In third grade, as religious garb changed “because of Vatican II,” I was mesmerized by the fact that I could now see Sr. Ellen’s legs and hair. Later that year, my mom explained to me that “because of Vatican II” many priests and religious were leaving their communities, including my beloved piano teacher.
Then in fifth grade, I gave up six months’ worth of recess–a real sacrifice; I lived for kickball–to be trained as an altar boy. Just as my classmates and I were considered ready for this august service, we were told that the Mass was changing “because of Vatican II,” and so we needed to be retrained. Meanwhile, our Church’s sanctuary was a construction zone the next several months, as the altar was moved forward and burnt orange carpeting was installed. I didn’t know what to think of this, though the carpet, irrespective of its aesthetic merit, was decidedly easier to kneel on.
In the eighth grade, I remember the teacher writing the word “ecumenism” on the blackboard. I can’t recall whether she said anything that was contrary to the faith. However, I do know that the effect of the class on me and on my classmates was that “because of Vatican II” it didn’t really matter anymore whether one was Catholic. After all, “they will know we are Christians by our love.” I blithely continued to hone my collage skills and routinely brought home A’s in religion.
During my high school and college years, virtually all my peers left the Church, as did I. I remember well my ninth grade religion class in which we studied the Bible. We repeatedly were told about what we don’t believe anymore “because of Vatican II.” One got the impression that Vatican II painstakingly went through the Bible and identified for us all the myths, fables, and inaccuracies found in God’s inspired Word.
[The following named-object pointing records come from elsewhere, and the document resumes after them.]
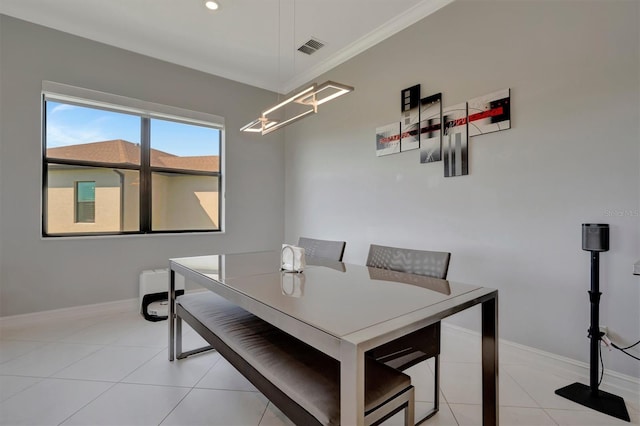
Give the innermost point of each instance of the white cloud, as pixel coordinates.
(62, 107)
(60, 135)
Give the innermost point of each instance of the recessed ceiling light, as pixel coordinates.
(210, 4)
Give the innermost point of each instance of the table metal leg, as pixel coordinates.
(172, 312)
(351, 385)
(490, 404)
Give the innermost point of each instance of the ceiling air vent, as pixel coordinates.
(311, 46)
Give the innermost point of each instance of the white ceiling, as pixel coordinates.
(250, 41)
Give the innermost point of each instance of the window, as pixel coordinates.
(85, 202)
(115, 165)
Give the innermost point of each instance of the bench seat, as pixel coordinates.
(299, 377)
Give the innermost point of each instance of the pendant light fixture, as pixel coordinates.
(297, 106)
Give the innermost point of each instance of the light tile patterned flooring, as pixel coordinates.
(113, 370)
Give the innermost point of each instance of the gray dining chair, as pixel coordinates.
(327, 249)
(422, 344)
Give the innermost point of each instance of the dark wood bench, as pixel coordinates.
(301, 381)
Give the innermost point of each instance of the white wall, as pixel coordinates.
(36, 274)
(515, 222)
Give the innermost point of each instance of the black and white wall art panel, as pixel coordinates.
(431, 128)
(410, 118)
(455, 140)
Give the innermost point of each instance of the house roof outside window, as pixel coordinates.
(119, 151)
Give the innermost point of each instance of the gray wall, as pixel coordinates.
(36, 274)
(572, 156)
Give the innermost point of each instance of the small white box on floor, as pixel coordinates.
(154, 293)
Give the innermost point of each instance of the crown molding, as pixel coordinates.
(386, 30)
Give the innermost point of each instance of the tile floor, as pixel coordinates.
(113, 370)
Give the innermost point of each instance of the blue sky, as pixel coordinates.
(73, 125)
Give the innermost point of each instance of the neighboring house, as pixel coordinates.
(83, 199)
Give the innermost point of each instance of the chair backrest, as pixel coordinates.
(420, 262)
(322, 248)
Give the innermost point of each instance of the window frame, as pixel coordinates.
(146, 111)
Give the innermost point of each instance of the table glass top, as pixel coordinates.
(334, 297)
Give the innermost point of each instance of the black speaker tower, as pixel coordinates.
(595, 238)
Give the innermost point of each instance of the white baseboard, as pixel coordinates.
(76, 312)
(629, 386)
(73, 312)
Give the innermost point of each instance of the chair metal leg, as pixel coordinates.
(436, 394)
(409, 412)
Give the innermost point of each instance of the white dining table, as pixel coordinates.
(344, 310)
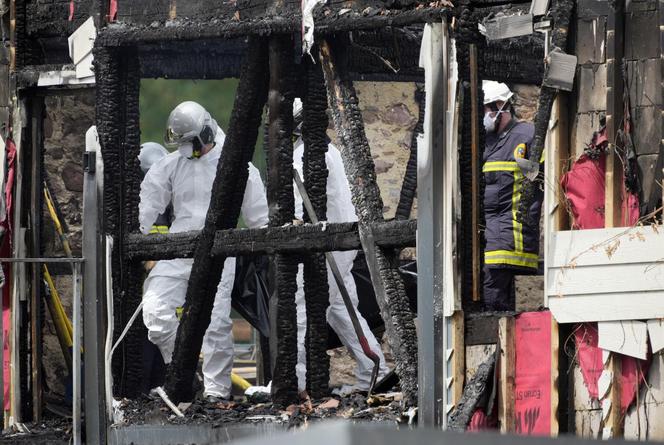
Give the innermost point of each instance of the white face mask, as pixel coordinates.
(490, 122)
(186, 149)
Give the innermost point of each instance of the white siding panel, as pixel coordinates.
(606, 246)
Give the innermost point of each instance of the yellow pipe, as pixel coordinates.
(58, 303)
(239, 382)
(59, 320)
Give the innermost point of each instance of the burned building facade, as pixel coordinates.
(47, 87)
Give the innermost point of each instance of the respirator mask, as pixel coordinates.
(490, 122)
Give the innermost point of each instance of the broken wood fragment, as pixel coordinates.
(227, 195)
(361, 173)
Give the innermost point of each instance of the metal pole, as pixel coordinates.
(76, 357)
(432, 371)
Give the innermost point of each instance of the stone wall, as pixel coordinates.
(67, 117)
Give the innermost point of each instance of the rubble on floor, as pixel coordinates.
(354, 407)
(55, 430)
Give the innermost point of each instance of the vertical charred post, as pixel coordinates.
(316, 288)
(118, 83)
(131, 179)
(561, 11)
(282, 208)
(361, 173)
(409, 185)
(225, 204)
(467, 34)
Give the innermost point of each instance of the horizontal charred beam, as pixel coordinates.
(127, 35)
(288, 239)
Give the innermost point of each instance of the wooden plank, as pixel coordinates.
(606, 279)
(607, 307)
(614, 113)
(507, 368)
(606, 246)
(628, 337)
(476, 174)
(555, 377)
(611, 418)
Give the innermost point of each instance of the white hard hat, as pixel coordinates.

In subsequent years, as I feebly groped for some spiritual guidance, I’d pick up a Catholic Bible or a Catholic biblical commentary and, rather than be nourished and buoyed in my faith, I was confronted with agnostic doublespeak.
[. . .]
I think many traditionalists are coopted by the arguments that the liberals made (and continue to make) that the changes to the life of the Church were made by the authority of “Vatican II” and had nothing to do with the broader social and cultural upheavals going on at the time.